Nicolas Béguët-Guerrero. De même, la Société générale a participé avec d’autres banques à la création du master en alternance « banque d’investissement et de marché » de l’université Paris-Dauphine. Pour nous, c’est une manière de nous engager dans un accompagnement de l’insertion professionnelle des étudiants dans la durée. Cette relation à long terme nous intéresse davantage que des interventions ponctuelles dans telle ou telle formation.

Sylvie Cluzel. Autre exemple, nous avons contribué, avec la Société générale d’ailleurs, à créer la chaire Media & Entertainment de l’ESSEC : Orange entrait à ce moment-là sur les contenus audiovisuels et nous avions besoin de personnes formées sur ces thématiques, ce qui nous a permis de dégager des financements.
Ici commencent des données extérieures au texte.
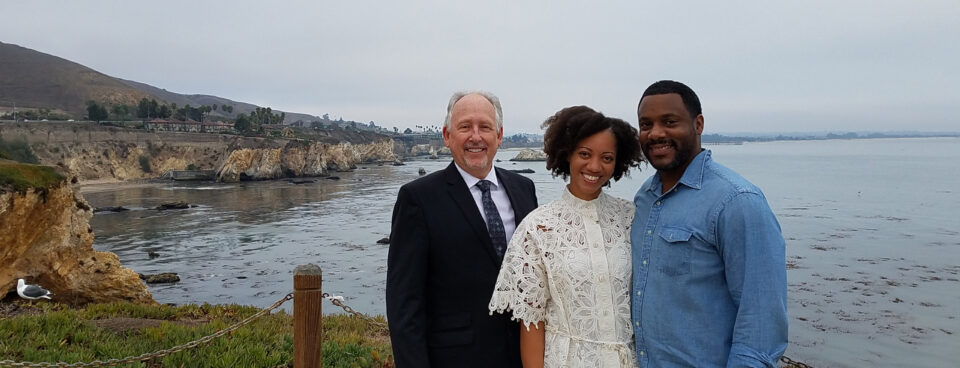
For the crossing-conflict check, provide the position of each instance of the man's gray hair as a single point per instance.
(489, 96)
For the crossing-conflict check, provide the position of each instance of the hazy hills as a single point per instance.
(32, 79)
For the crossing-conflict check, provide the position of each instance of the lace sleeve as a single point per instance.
(522, 283)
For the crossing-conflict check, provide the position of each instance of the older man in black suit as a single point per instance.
(449, 232)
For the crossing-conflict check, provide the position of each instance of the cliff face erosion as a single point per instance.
(299, 159)
(47, 240)
(93, 152)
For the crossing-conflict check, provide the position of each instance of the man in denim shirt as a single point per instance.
(709, 272)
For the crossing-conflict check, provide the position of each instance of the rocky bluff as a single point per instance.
(90, 151)
(298, 159)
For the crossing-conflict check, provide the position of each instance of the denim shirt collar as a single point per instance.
(692, 176)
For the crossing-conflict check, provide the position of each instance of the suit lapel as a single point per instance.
(513, 191)
(457, 188)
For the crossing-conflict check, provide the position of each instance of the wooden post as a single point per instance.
(307, 316)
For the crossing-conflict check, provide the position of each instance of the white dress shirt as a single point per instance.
(499, 196)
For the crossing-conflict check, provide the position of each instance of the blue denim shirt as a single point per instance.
(709, 272)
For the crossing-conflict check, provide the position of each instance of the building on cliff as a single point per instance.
(164, 125)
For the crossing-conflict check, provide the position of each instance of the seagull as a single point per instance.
(31, 292)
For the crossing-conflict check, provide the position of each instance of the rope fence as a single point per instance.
(158, 354)
(307, 328)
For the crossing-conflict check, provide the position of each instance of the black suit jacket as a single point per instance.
(441, 270)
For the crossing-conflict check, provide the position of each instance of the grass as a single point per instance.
(20, 176)
(57, 333)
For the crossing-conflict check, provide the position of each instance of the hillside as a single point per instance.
(32, 79)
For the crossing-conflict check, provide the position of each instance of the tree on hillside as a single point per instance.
(96, 112)
(154, 108)
(119, 112)
(143, 108)
(242, 124)
(164, 112)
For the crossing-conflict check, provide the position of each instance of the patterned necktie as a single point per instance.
(494, 223)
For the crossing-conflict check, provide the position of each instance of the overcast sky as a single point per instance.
(758, 66)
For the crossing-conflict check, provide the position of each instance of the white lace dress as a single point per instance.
(568, 265)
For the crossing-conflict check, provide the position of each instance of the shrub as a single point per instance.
(18, 150)
(20, 176)
(145, 163)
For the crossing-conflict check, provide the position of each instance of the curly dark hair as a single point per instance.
(571, 125)
(689, 97)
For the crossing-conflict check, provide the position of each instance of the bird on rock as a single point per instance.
(31, 292)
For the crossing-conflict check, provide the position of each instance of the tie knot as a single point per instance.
(484, 185)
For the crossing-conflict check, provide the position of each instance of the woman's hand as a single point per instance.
(531, 345)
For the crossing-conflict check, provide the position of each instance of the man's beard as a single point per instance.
(680, 156)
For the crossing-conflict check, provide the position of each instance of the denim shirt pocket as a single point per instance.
(675, 255)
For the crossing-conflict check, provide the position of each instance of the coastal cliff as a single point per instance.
(90, 152)
(301, 159)
(47, 240)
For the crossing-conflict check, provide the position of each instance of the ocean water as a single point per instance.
(873, 240)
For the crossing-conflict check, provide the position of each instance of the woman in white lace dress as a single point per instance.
(566, 273)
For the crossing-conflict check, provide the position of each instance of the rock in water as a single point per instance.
(522, 171)
(160, 278)
(173, 206)
(111, 209)
(31, 292)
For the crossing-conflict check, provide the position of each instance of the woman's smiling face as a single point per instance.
(591, 164)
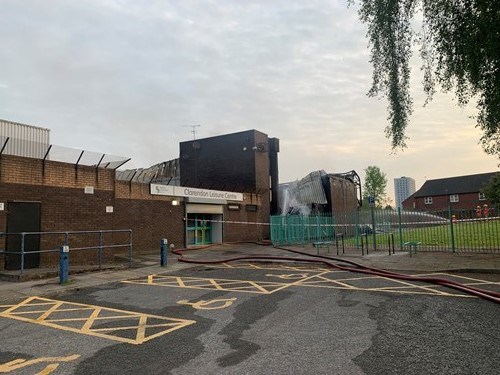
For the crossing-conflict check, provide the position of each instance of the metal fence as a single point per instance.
(86, 248)
(299, 229)
(455, 230)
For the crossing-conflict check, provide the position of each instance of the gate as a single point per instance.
(22, 217)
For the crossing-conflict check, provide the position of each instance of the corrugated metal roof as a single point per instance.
(167, 172)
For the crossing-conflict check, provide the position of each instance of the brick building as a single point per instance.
(228, 201)
(462, 192)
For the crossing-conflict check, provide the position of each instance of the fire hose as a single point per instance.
(352, 267)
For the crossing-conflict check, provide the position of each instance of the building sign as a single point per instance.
(187, 192)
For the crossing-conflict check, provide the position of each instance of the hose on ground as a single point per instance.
(353, 267)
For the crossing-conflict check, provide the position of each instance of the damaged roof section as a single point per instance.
(167, 173)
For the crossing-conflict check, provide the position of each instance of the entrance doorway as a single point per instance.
(22, 217)
(199, 229)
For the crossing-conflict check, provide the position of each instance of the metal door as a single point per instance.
(22, 217)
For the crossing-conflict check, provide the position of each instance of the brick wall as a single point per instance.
(59, 187)
(466, 201)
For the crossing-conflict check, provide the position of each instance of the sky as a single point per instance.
(130, 77)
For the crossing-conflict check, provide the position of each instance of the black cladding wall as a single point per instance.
(234, 162)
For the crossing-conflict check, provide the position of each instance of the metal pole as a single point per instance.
(130, 250)
(63, 264)
(373, 228)
(163, 252)
(100, 249)
(451, 230)
(400, 230)
(22, 252)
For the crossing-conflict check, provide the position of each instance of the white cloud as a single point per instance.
(124, 77)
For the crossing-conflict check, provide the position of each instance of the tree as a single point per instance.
(459, 45)
(492, 190)
(375, 185)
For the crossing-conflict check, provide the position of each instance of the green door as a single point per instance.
(199, 229)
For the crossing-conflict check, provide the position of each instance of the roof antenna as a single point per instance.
(194, 130)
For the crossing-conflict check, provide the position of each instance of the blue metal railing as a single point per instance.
(70, 237)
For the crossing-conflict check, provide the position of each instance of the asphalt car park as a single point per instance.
(255, 318)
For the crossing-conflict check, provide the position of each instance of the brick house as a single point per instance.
(224, 197)
(462, 192)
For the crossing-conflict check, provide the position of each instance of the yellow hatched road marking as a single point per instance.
(138, 327)
(247, 286)
(18, 364)
(49, 369)
(315, 280)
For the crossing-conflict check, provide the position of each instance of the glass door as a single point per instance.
(199, 229)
Quant aux établissements qui deviennent nos partenaires, il faut savoir que l’entreprise va au plus évident, au plus visible. Il existe certainement des pépites que nous ne connaissons pas, c’est pourquoi les démarches proactives nous intéressent ! Les écoles ne s’en privent pas, les universités devraient le faire davantage…

Comment se construit une relation durable avec un établissement d’enseignement supérieur ?

Nicolas Béguët-Guerrero. Il existe une gradation dans les différentes actions que l’on peut mener avec un établissement : la participation à son forum emploi, des interventions pédagogiques dans une formation, l’organisation d’un événement de recrutement, et enfin le mécénat avec éventuellement l’entrée dans la fondation et la signature d’un partenariat institutionnel.

Sylvie Cluzel. Mais tout cela prend du temps ! La première année, c’est surtout de l’observation. Il faut deux ou trois ans pour construire une relation durable. Mais cela ne se décrète pas car c’est beaucoup une question de personnes.

Par ailleurs, si un rendez-vous formel avec le responsable des relations entreprises nous permet d’élaborer notre planning de présence, en fonction du rythme et du calendrier de l’établissement, il faut que les établissements nous informent régulièrement de leurs activités car nous sommes extrêmement sollicités : cette continuité de la communication a vraiment son importance.